Di esperienze come queste è punteggiata la nostra città. Del resto basta ricordare quanto fanno in questo campo associazioni come la PGXXIII, la Comunità di Montetauro, l’Operazione-Cuore, l’Associazione Arcobaleno e tanti volontari.

In questo impegno il Centro Educativo della Caritas è molto attivo. E’ un centro per italiani e stranieri, aperto dal lunedì al sabato. Per la maggior parte è frequentato da immigrati che hanno bisogno di sostegno scolastico e non riescono a trovare aiuto nella propria famiglia. Molti poi vengono per interagire con altri bambini, perché il pomeriggio, finiti i compiti, non hanno nulla da fare e lì riescono a trovare altri coetanei per parlare e giocare.

Anche le parrocchie sono molto impegnate nel campo della integrazione sia con l’offerta dei cammini di iniziazione cristiana, sia con l’apertura degli oratori parrocchiali anche a minori di etnie e religioni diverse. Non possiamo neanche dimenticare la scuola interetnica di Taybe, in Terra Santa, sostenuta anche con il contributo della nostra diocesi.
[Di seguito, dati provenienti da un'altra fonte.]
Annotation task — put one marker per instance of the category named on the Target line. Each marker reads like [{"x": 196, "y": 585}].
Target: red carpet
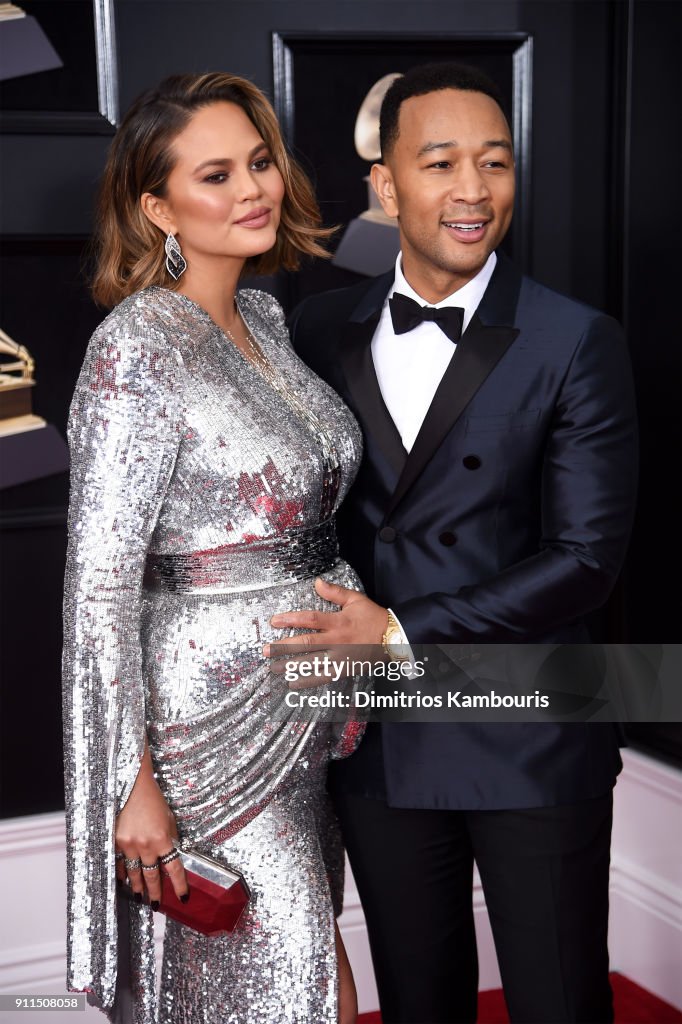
[{"x": 633, "y": 1006}]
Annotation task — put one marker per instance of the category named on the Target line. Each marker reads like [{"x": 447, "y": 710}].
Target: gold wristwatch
[{"x": 393, "y": 640}]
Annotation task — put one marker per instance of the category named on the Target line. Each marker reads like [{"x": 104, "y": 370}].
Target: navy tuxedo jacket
[{"x": 507, "y": 522}]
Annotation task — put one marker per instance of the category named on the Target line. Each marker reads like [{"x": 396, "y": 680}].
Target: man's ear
[
  {"x": 156, "y": 210},
  {"x": 382, "y": 182}
]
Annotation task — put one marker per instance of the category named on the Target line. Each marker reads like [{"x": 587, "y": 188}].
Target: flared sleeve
[{"x": 124, "y": 435}]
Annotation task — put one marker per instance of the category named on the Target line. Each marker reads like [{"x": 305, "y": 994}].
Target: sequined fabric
[{"x": 203, "y": 493}]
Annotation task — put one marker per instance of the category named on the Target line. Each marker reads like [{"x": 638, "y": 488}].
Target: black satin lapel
[
  {"x": 477, "y": 353},
  {"x": 357, "y": 366}
]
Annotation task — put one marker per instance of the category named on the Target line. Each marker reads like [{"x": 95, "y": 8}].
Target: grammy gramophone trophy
[{"x": 371, "y": 242}]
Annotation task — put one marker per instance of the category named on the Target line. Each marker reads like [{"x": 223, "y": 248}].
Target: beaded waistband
[{"x": 294, "y": 555}]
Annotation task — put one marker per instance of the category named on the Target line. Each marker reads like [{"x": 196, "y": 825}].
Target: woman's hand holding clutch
[{"x": 145, "y": 835}]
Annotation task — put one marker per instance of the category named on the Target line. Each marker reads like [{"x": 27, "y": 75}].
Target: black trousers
[{"x": 545, "y": 876}]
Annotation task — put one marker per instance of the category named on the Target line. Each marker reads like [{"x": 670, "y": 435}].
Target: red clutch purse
[{"x": 218, "y": 895}]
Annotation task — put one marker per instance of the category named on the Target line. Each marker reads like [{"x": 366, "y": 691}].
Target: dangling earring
[{"x": 176, "y": 264}]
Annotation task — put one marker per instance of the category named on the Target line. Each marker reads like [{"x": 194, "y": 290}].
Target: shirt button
[{"x": 387, "y": 535}]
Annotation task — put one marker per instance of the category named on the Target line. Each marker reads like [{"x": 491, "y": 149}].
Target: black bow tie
[{"x": 407, "y": 314}]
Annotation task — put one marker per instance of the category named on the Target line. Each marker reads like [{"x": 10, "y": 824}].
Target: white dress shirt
[{"x": 410, "y": 366}]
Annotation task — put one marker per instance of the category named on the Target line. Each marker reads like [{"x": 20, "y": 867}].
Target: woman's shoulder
[{"x": 151, "y": 313}]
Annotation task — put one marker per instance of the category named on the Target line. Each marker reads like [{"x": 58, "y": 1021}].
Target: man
[{"x": 494, "y": 505}]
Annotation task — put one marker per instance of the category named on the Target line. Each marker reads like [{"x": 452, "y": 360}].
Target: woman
[{"x": 207, "y": 463}]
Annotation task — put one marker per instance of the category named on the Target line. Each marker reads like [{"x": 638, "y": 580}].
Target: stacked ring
[{"x": 170, "y": 856}]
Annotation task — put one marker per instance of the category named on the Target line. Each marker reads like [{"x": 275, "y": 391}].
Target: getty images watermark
[{"x": 482, "y": 682}]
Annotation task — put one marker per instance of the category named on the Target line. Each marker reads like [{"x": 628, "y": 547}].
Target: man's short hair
[{"x": 424, "y": 79}]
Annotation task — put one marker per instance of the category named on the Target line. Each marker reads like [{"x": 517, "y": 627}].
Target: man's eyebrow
[{"x": 489, "y": 143}]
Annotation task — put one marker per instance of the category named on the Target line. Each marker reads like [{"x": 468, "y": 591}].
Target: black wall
[{"x": 605, "y": 224}]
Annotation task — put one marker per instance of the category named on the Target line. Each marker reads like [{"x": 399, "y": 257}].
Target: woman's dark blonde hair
[{"x": 129, "y": 249}]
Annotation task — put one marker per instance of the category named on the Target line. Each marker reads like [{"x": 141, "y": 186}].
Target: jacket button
[{"x": 387, "y": 535}]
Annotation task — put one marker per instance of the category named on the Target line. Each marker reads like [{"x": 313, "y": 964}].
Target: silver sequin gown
[{"x": 203, "y": 496}]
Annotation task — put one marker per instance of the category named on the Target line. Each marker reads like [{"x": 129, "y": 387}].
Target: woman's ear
[
  {"x": 156, "y": 210},
  {"x": 382, "y": 182}
]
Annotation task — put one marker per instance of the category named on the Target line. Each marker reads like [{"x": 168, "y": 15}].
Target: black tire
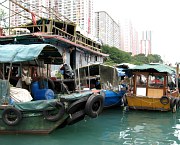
[
  {"x": 124, "y": 99},
  {"x": 11, "y": 116},
  {"x": 94, "y": 105},
  {"x": 76, "y": 117},
  {"x": 178, "y": 103},
  {"x": 164, "y": 100},
  {"x": 172, "y": 103},
  {"x": 51, "y": 84},
  {"x": 77, "y": 105},
  {"x": 55, "y": 114}
]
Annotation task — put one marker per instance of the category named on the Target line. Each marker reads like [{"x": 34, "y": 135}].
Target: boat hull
[
  {"x": 112, "y": 98},
  {"x": 149, "y": 103},
  {"x": 31, "y": 123}
]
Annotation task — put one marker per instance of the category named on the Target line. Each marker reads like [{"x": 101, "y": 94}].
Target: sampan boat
[
  {"x": 150, "y": 88},
  {"x": 39, "y": 106}
]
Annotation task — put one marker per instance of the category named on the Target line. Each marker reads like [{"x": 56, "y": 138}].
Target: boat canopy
[
  {"x": 154, "y": 67},
  {"x": 21, "y": 53}
]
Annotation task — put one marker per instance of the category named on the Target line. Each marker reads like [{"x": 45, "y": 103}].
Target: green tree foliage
[{"x": 117, "y": 56}]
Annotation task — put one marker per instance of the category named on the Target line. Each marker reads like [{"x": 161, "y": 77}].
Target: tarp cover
[
  {"x": 20, "y": 53},
  {"x": 38, "y": 105},
  {"x": 156, "y": 67}
]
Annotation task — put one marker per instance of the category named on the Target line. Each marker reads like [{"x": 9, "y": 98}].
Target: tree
[{"x": 117, "y": 56}]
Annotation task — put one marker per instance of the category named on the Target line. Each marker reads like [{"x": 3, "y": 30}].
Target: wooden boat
[
  {"x": 39, "y": 106},
  {"x": 103, "y": 79},
  {"x": 149, "y": 88}
]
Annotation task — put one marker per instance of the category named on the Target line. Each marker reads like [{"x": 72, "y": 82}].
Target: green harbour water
[{"x": 112, "y": 127}]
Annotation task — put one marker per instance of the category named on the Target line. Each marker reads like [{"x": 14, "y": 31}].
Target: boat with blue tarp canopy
[{"x": 30, "y": 100}]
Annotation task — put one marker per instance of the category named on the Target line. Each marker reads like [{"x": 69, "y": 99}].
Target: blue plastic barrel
[
  {"x": 111, "y": 98},
  {"x": 44, "y": 94}
]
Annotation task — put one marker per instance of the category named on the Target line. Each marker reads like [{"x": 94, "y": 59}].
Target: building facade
[
  {"x": 79, "y": 11},
  {"x": 129, "y": 37},
  {"x": 106, "y": 29}
]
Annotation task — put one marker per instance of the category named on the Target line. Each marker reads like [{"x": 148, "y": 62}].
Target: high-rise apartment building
[
  {"x": 20, "y": 16},
  {"x": 145, "y": 42},
  {"x": 78, "y": 11},
  {"x": 129, "y": 37},
  {"x": 107, "y": 30}
]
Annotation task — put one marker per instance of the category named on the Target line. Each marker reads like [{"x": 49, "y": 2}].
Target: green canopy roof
[
  {"x": 21, "y": 53},
  {"x": 154, "y": 67}
]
3. Fratelli e Sorelle, tra qualche giorno dovremo disfare o riporre il presepe, visto che – come si dice dalle nostre parti – “l’Epifania tutte le feste se le porta via”. Ma prima permettiamo a Gesù, Giuseppe e Maria di assegnarci una specie di compito a casa da svolgere nel corso del nuovo anno. Per loro a Betlemme non ci fu posto quella notte nella città di Giuda. Poi, qualche tempo dopo, si verificò l’esperienza consolante e perfino esaltante dei Magi: la notte ne che seguì non poteva che essere davvero… “magica”. Ma si trasformò fin dalle prime ore in notte tragica per quell’ennesima visita dell’angelo del Signore che strattonò dal giaciglio il povero Giuseppe con l’ordine, strano ma indiscutibile, di migrare in Egitto per trovare lì asilo politico. Il compito da fare a casa la santa Famiglia di Nazaret ce lo formula quest’anno con le parole pungenti di s. Ambrogio, il quale era attanagliato da problemi non meno assillanti di quelli del suo attuale successore, il mite e saggio cardinale Tettamanzi. Ecco dunque le parole del tema da svolgere a casa in questo anno appena incominciato:


“Quelli che escludono i forestieri dalla città non meritano certo approvazione… Noi non sopportiamo che i cani siano digiuni mentre mangiamo, e poi scacciamo gli uomini”.


Che la santa Famiglia ci aiuti a svolgere questo tema non con dichiarazioni rimbombanti, ma con concreti, palpabili “fatti di vangelo”. E non potrebbe essere proprio Rimini, la capitale del turismo, a rivendicare a sé l’onore di presentarsi all’Italia e al mondo come la “capitale della solidarietà”, dove si sono cominciate a svolgere le prove generali di una nuova umanità planetaria?